The Stable Beer Revolution

Beer was still fragile. Before the adoption of hops, it would turn sour in a matter of days, unless you were exceptionally good at balancing additives like bog myrtle, wild rosemary and other bitter herbs. Hops extended the grace period to several months or even years, even if the alcohol content was sufficiently high. But the beer was still not very stable. No one had yet identified the cause of fermentation. The origin of beer’s mysterious intoxication power was almost a religious question, and brewers had secrets as deep and intimate as the texts of the alchemists.

Then there was the scientific contribution of Louis Pasteur. Pasteur was a chemist with a keen interest in wine and beer. The study of fermentation was his pet project. The advent of manufacturing machinery, such as James Watt’s steam engine, led to a considerable expansion in beer production. Quality control made great strides with the adoption of the hydrometer, used to calculate the alcohol content.

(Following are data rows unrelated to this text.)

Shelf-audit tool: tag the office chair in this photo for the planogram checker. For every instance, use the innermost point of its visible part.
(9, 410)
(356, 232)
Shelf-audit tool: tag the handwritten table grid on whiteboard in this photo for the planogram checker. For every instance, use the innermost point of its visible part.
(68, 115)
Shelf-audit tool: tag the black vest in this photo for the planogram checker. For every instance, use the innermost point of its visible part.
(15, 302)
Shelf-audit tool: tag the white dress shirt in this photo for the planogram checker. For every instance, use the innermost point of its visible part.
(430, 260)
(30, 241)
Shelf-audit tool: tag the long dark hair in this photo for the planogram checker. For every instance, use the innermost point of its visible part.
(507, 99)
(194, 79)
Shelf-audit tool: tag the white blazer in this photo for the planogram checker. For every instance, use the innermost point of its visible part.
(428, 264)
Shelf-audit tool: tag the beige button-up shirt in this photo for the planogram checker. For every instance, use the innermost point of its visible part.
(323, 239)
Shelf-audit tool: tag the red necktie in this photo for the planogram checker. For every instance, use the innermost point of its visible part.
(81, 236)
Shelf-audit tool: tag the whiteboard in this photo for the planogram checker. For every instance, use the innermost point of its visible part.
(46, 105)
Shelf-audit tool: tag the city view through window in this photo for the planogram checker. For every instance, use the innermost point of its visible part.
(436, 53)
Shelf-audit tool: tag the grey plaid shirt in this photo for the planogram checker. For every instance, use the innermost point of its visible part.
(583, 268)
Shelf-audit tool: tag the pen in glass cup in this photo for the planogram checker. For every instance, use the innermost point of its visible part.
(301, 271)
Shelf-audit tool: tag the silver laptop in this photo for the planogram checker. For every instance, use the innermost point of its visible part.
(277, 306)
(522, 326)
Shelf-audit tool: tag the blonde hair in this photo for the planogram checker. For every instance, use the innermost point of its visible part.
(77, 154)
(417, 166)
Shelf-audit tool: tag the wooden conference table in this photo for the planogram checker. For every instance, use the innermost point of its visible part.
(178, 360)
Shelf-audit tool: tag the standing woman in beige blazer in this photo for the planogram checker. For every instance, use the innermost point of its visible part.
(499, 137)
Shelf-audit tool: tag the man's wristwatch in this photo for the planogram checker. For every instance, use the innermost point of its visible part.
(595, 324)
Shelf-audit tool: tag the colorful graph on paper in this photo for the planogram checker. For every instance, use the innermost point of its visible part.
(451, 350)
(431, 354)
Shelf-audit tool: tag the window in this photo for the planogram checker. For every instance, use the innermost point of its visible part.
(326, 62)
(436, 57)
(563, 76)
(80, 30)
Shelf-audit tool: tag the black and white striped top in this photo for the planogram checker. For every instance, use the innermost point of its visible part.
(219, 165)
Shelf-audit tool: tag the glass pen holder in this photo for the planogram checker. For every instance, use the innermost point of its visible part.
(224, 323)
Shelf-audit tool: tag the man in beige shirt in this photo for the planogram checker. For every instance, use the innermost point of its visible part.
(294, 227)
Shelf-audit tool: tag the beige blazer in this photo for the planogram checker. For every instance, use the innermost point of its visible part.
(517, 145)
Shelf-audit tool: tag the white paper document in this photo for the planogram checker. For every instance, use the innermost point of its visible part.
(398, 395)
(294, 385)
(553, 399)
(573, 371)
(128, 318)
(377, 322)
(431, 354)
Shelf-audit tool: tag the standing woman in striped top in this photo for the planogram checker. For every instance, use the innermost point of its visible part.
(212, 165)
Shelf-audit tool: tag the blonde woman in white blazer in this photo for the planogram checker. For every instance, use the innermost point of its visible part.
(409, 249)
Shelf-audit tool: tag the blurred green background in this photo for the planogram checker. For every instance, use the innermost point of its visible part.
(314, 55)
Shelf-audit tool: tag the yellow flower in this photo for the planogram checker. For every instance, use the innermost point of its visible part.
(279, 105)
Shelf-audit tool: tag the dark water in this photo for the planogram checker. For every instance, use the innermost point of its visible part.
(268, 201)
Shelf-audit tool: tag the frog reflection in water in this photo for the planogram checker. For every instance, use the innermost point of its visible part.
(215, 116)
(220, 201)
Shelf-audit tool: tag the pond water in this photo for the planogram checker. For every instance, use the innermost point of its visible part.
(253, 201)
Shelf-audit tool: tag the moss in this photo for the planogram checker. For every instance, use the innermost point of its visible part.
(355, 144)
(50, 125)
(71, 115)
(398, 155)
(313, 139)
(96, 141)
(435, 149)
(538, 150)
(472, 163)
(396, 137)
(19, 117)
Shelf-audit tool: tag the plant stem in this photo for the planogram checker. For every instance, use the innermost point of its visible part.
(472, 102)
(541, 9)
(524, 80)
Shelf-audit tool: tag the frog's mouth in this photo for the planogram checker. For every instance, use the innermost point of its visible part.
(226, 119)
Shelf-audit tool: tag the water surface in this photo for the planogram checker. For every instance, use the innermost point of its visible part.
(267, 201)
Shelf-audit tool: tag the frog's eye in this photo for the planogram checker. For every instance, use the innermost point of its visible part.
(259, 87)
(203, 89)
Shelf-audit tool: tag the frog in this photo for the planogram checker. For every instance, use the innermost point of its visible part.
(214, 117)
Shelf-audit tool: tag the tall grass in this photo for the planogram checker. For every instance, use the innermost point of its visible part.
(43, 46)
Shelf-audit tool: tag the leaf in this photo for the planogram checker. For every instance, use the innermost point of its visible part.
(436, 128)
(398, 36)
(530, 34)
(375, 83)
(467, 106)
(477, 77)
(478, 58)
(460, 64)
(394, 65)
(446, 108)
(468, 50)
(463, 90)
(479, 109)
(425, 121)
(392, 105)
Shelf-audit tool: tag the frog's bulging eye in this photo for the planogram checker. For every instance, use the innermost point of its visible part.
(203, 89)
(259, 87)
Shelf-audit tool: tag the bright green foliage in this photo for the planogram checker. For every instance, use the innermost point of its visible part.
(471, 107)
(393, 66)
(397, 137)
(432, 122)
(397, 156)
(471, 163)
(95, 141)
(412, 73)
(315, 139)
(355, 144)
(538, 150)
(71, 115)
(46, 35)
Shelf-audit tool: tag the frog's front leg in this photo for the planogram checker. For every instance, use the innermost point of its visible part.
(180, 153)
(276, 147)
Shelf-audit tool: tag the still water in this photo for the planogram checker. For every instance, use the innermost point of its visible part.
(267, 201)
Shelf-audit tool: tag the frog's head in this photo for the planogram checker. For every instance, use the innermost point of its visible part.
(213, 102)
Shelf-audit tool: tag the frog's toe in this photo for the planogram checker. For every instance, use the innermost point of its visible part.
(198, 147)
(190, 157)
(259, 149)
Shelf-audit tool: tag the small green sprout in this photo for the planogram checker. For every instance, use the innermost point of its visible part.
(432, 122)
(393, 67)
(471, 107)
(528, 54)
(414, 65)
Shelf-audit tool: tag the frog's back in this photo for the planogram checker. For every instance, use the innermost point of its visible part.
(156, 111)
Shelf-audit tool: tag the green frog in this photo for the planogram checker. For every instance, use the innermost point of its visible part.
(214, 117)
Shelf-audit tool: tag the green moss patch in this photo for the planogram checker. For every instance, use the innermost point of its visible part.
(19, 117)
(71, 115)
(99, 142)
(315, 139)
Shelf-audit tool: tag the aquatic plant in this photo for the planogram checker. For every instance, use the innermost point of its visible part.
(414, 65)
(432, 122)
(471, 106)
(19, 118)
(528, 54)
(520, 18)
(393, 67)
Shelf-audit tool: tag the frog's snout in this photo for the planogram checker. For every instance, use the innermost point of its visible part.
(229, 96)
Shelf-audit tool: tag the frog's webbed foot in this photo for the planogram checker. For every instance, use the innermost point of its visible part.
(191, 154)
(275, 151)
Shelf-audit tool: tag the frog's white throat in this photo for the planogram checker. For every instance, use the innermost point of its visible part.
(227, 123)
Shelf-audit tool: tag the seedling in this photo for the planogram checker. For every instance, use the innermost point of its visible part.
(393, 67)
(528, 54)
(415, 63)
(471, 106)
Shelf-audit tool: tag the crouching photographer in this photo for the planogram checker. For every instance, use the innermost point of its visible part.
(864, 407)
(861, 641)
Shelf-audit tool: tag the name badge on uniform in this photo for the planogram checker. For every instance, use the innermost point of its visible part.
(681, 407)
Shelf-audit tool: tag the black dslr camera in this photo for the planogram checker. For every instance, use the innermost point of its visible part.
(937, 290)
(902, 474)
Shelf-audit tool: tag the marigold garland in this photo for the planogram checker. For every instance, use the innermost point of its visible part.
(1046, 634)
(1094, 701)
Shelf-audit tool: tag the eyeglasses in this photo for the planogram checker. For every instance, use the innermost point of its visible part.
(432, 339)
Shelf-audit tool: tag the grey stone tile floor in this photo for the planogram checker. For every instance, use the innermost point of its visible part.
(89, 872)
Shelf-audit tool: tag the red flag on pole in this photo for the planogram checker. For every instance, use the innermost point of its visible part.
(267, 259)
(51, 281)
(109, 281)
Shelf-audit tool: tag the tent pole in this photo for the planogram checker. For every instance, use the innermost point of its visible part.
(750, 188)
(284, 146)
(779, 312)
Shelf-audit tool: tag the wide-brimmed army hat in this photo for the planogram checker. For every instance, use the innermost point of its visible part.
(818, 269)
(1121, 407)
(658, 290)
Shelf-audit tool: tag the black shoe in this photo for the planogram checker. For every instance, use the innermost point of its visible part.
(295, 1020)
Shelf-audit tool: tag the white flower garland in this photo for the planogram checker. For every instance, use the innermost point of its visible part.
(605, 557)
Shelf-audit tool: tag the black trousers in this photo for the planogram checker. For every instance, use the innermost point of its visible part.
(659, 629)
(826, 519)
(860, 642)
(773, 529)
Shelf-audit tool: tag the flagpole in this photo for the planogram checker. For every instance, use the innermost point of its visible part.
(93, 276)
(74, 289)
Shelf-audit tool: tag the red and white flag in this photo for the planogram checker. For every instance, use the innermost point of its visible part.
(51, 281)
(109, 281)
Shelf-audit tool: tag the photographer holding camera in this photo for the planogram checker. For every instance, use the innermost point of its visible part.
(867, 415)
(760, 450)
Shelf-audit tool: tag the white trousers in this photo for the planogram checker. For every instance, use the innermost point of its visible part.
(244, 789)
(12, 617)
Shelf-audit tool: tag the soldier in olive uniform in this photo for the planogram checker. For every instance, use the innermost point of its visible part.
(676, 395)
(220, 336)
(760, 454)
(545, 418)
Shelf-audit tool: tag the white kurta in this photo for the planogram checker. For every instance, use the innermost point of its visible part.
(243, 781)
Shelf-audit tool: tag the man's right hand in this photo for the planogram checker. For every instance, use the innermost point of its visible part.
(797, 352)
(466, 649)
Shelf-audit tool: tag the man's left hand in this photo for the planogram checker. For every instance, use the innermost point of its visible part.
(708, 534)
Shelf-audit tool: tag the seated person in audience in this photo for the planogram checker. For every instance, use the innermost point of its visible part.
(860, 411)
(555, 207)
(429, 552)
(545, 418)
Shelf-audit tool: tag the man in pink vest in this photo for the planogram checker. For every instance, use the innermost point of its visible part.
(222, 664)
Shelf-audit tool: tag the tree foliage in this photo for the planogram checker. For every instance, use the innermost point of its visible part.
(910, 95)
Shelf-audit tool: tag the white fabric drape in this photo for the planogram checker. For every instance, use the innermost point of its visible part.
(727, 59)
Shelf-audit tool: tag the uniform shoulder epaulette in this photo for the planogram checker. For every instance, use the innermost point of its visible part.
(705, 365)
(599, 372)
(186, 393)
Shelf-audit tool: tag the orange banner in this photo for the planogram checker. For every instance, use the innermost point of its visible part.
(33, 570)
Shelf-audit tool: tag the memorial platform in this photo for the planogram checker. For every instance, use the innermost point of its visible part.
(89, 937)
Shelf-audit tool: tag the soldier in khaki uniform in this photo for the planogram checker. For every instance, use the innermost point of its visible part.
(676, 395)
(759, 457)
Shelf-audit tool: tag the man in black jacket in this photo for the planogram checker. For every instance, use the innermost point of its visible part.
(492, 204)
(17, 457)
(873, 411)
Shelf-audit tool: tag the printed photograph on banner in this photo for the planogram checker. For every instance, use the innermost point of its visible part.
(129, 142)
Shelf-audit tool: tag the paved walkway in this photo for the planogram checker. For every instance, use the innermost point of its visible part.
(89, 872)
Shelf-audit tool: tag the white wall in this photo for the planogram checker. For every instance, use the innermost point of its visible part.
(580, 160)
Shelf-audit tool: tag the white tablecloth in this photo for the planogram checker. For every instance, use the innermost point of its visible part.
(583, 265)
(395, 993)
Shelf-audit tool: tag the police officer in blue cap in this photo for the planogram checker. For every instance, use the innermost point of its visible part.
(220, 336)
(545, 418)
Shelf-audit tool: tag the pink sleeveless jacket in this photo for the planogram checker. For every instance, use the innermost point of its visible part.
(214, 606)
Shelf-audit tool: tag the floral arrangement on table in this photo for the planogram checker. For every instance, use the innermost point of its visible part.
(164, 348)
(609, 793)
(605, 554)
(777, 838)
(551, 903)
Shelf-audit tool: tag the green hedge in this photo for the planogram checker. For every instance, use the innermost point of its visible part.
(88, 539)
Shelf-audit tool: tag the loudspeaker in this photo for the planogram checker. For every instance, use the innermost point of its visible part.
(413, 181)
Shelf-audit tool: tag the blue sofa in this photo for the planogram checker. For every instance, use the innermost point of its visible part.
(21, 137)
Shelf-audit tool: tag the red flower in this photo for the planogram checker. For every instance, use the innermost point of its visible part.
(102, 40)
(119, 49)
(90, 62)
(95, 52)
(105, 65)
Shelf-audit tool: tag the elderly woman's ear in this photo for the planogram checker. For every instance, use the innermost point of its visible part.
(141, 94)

Added this this the railroad and refrigeration, and now beer could embark on much, much longer journeys. The pale Lager beer, in Pils, quickly became the most popular beer on the market, representing over 90% of all beers sold.

In the early 19th century, beer was mainly produced from barley malt and hops and was brewed by small-scale breweries. Over time, beer production became increasingly industrial, with the use of modern brewing techniques and new ingredients such as corn and rice. New filtration and pasteurization techniques were also introduced to improve beer quality and shelf life. In addition, new beer styles appeared, including lager, dark ale, and red ale, as well as new flavored beers. Today, beer is produced worldwide and consumed in many countries.

Pierre-Olivier Bussieres is the author of the podcast Le Temps d’une Bière, producer of Hoppy History, and editor-in-chief of Le Temps d’une Bière media. He holds a graduate degree in political science from Carleton University.